Unless carefully controlled, the commerce in butterfly pupae can also move parasites and diseases into new areas and into populations with no natural defenses with unknown consequences.

It’s not all doom and gloom.  Despite the ecological dangers inherent in the butterfly house industry, it represents an enormous opportunity to foster greater environmental awareness and conservation activism in the millions of visitors who walk through these exhibits each year.  This is the opportunity to move the butterfly house experience from entertainment that trivializes or disrespects these insects to an experience that informs and energizes the visitors for the benefit of the insect.

Boppré and Vane-Wright assert, “For butterfly houses to justify the environmental risks they present, we believe they must engage in effective environmental education . . . .”  (p. 296)  They should take it as their mission to educate visitors about natural systems and about the threats to  butterflies’ habitat.  They should feature outdoor butterfly gardens to support local butterfly populations and to encourage the planting of these gardens.

Frankly, the educational challenge is enormous.  “Although there are rare examples of good educational practice, the educational offerings presented by most butterfly houses are insufficient, misleading, incorrect, or even lacking altogether . . . .”  (p. 296)  In addition to the butterfly house in Riverhead, New York, I also recently visited the Butterfly Pavilion at the Smithsonian’s National Museum of Natural History.  Its educational trappings are more apparent, but, for the life of me, I cannot remember much of what either exhibit may have intended that I learn about the life history of butterflies or the natural systems of which they are a part.  And therein lies the real challenge.

Assume, for the moment, that a butterfly house fully embraces this mission and features clear, accessible displays or activities that explore the ecological role played by butterflies, the threats to their survival, the nature of the enterprises supplying the butterflies on display, the dangers inherent in the butterfly house industry and steps taken to address them, and the positive roles that visitors might take to support local and foreign butterfly species and conservation in general – would any of that sink in?  Would there be room or time for the butterflies?  Perhaps education would be better served by targeting one or two critical messages.  I was struck by the fact that the Natural History Museum's butterfly house did not, as a matter of course, provide me with any handouts addressing even one of these concerns.  Something as simple as “here’s what you might do to help butterflies in your local community” would be a start.  And that's where the Atlantis butterfly house in Riverhead has taken its first step - its guide to the species on exhibit provides a brief "Butterfly Gardening Hints & Tips."  Though, to its credit, the Natural History Museum does have an outdoor Butterfly Habitat Garden along one side of the building.

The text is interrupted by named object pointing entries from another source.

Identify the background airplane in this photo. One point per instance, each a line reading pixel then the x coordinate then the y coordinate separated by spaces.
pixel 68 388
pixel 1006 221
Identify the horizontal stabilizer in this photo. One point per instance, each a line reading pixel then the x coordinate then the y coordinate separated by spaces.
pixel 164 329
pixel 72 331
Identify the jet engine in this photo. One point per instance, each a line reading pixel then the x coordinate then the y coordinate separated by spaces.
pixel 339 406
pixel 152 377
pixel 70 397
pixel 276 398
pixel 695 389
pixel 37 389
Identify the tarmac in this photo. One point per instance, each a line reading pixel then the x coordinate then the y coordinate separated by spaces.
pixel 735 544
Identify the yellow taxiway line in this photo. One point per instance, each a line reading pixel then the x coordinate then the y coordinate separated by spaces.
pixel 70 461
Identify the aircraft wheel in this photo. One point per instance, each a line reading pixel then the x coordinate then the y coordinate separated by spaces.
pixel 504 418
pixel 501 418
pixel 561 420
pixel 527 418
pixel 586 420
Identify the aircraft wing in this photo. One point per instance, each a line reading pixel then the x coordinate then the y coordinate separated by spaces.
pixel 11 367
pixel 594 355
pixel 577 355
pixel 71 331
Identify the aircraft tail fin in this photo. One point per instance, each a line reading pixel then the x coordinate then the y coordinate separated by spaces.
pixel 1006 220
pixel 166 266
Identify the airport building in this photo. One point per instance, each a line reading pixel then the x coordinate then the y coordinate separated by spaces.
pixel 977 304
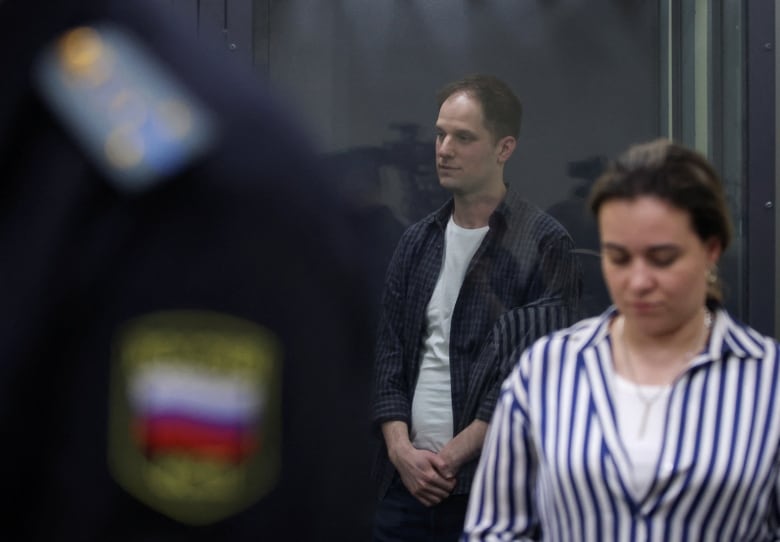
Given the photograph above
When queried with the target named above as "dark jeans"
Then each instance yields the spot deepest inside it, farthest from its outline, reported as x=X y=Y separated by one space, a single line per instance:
x=402 y=518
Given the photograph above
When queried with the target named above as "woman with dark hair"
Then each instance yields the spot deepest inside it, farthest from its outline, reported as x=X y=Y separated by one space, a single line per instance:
x=659 y=419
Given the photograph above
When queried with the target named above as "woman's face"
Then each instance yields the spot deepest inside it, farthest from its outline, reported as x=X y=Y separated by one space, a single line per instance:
x=654 y=264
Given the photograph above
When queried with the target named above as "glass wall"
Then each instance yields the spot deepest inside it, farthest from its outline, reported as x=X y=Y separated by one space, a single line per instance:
x=703 y=78
x=364 y=76
x=593 y=75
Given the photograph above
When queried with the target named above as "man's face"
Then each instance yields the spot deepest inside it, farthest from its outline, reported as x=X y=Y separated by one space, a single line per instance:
x=468 y=159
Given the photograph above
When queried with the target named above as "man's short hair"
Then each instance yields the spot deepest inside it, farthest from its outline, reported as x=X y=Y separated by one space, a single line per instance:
x=501 y=108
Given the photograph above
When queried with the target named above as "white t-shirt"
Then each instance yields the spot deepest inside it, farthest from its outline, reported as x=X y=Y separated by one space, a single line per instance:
x=644 y=449
x=432 y=402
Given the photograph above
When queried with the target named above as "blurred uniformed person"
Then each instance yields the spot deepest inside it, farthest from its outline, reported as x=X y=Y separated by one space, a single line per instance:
x=183 y=336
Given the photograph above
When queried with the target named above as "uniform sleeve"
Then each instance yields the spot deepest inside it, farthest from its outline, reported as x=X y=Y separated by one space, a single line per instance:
x=501 y=504
x=390 y=400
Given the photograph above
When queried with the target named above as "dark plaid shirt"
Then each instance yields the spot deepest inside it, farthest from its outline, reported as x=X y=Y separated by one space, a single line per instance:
x=525 y=260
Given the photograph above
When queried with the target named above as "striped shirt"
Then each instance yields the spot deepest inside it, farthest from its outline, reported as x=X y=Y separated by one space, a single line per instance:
x=554 y=466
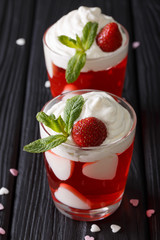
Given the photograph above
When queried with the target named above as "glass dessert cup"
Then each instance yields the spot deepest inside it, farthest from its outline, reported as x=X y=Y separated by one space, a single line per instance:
x=103 y=73
x=88 y=183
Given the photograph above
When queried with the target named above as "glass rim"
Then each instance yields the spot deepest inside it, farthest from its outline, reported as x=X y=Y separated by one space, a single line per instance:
x=89 y=59
x=134 y=117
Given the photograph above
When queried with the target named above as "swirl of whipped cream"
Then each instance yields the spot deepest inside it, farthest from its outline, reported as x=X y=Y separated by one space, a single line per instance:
x=104 y=107
x=72 y=24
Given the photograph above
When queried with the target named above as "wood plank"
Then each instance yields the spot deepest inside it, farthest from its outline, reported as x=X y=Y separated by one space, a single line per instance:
x=146 y=25
x=16 y=22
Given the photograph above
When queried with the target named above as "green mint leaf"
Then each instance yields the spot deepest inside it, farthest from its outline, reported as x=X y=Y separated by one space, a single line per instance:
x=74 y=66
x=69 y=42
x=50 y=121
x=89 y=34
x=45 y=144
x=72 y=111
x=79 y=43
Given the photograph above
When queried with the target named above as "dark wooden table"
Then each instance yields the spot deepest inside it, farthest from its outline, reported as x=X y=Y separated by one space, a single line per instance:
x=29 y=213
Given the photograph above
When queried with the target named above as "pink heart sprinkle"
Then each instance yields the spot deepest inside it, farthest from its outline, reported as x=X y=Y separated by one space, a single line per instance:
x=88 y=238
x=135 y=44
x=134 y=202
x=14 y=172
x=150 y=212
x=1 y=206
x=2 y=231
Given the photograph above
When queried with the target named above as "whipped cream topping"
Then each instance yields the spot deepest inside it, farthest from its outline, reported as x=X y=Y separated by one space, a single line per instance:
x=104 y=107
x=72 y=24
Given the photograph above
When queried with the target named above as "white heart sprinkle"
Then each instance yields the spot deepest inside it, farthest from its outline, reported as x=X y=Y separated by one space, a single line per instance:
x=135 y=44
x=88 y=238
x=95 y=228
x=150 y=212
x=20 y=41
x=47 y=84
x=3 y=191
x=115 y=228
x=1 y=206
x=14 y=172
x=2 y=231
x=134 y=202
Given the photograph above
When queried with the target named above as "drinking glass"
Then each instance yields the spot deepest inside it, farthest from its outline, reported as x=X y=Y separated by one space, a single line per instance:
x=88 y=183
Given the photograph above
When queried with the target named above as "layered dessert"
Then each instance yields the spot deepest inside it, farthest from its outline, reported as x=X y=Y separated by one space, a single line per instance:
x=87 y=173
x=105 y=59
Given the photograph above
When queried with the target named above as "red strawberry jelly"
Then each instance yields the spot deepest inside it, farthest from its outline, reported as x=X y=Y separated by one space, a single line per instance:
x=100 y=193
x=110 y=80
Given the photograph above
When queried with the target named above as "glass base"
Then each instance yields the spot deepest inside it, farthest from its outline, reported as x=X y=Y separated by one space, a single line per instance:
x=87 y=215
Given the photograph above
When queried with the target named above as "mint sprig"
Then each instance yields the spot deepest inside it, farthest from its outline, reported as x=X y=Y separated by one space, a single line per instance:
x=77 y=62
x=72 y=111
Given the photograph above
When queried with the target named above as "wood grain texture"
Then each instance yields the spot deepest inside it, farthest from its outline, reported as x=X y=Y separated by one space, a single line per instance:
x=29 y=210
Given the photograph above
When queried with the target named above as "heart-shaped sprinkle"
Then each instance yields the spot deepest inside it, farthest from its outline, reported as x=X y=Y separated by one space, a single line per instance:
x=20 y=41
x=115 y=228
x=95 y=228
x=1 y=206
x=135 y=44
x=150 y=212
x=14 y=172
x=3 y=191
x=47 y=84
x=134 y=202
x=88 y=238
x=2 y=231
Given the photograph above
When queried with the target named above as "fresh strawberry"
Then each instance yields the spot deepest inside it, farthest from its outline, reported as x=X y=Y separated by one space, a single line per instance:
x=109 y=38
x=89 y=132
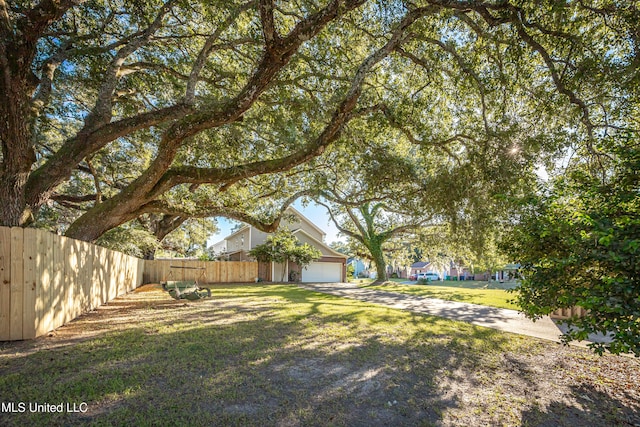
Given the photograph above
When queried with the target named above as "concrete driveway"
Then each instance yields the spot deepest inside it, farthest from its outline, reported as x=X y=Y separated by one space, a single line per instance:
x=490 y=317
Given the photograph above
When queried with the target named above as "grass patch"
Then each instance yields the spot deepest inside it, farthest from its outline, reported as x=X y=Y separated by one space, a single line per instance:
x=269 y=355
x=474 y=294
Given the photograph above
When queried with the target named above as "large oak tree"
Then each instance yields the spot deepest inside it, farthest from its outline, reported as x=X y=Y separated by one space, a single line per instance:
x=123 y=109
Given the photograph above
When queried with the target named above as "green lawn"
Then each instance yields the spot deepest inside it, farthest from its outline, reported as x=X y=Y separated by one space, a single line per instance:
x=474 y=292
x=251 y=355
x=269 y=355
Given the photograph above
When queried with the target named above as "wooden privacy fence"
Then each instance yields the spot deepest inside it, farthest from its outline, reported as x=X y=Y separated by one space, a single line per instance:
x=47 y=280
x=203 y=271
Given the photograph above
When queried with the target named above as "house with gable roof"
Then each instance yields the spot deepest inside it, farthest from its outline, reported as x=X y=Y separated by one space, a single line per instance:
x=331 y=267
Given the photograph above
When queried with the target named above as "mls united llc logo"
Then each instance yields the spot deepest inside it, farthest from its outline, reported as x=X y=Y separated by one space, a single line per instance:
x=21 y=407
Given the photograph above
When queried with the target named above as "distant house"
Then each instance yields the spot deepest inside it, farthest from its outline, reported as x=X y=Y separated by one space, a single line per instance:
x=360 y=267
x=419 y=267
x=331 y=267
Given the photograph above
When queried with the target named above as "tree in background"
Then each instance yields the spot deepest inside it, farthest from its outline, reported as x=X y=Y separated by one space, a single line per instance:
x=579 y=243
x=116 y=110
x=282 y=247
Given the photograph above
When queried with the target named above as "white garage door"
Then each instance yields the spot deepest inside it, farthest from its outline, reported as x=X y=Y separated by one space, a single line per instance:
x=322 y=272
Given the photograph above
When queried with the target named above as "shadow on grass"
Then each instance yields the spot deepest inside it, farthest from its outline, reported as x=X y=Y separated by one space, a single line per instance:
x=265 y=355
x=592 y=408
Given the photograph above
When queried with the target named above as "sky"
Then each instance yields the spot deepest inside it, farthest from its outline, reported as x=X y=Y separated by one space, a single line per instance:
x=315 y=213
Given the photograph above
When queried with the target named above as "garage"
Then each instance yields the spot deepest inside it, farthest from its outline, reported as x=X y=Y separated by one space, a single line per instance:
x=322 y=272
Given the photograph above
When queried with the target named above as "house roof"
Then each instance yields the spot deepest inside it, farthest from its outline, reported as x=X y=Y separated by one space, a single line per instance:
x=297 y=213
x=319 y=243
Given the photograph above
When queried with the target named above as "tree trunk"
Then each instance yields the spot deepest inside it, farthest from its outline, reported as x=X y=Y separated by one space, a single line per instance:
x=378 y=258
x=17 y=150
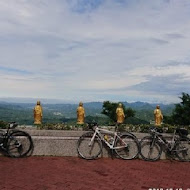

The narrowing and targeting of the messages and the fashioning of the educational efforts may be less of a hurdle than simply capturing visitors’ attention.  The very connection that draws people to these exhibits and so moves them as they witness the free flying butterflies may preclude most from attending to any of these educational messages while in the butterfly house.  Besides some take-away material to be read later, away from the butterflies, I don’t quite know how to get over this barrier.  I know from personal experience that, once in the butterfly house, we are spellbound by, and only have eyes for, the beauty around us.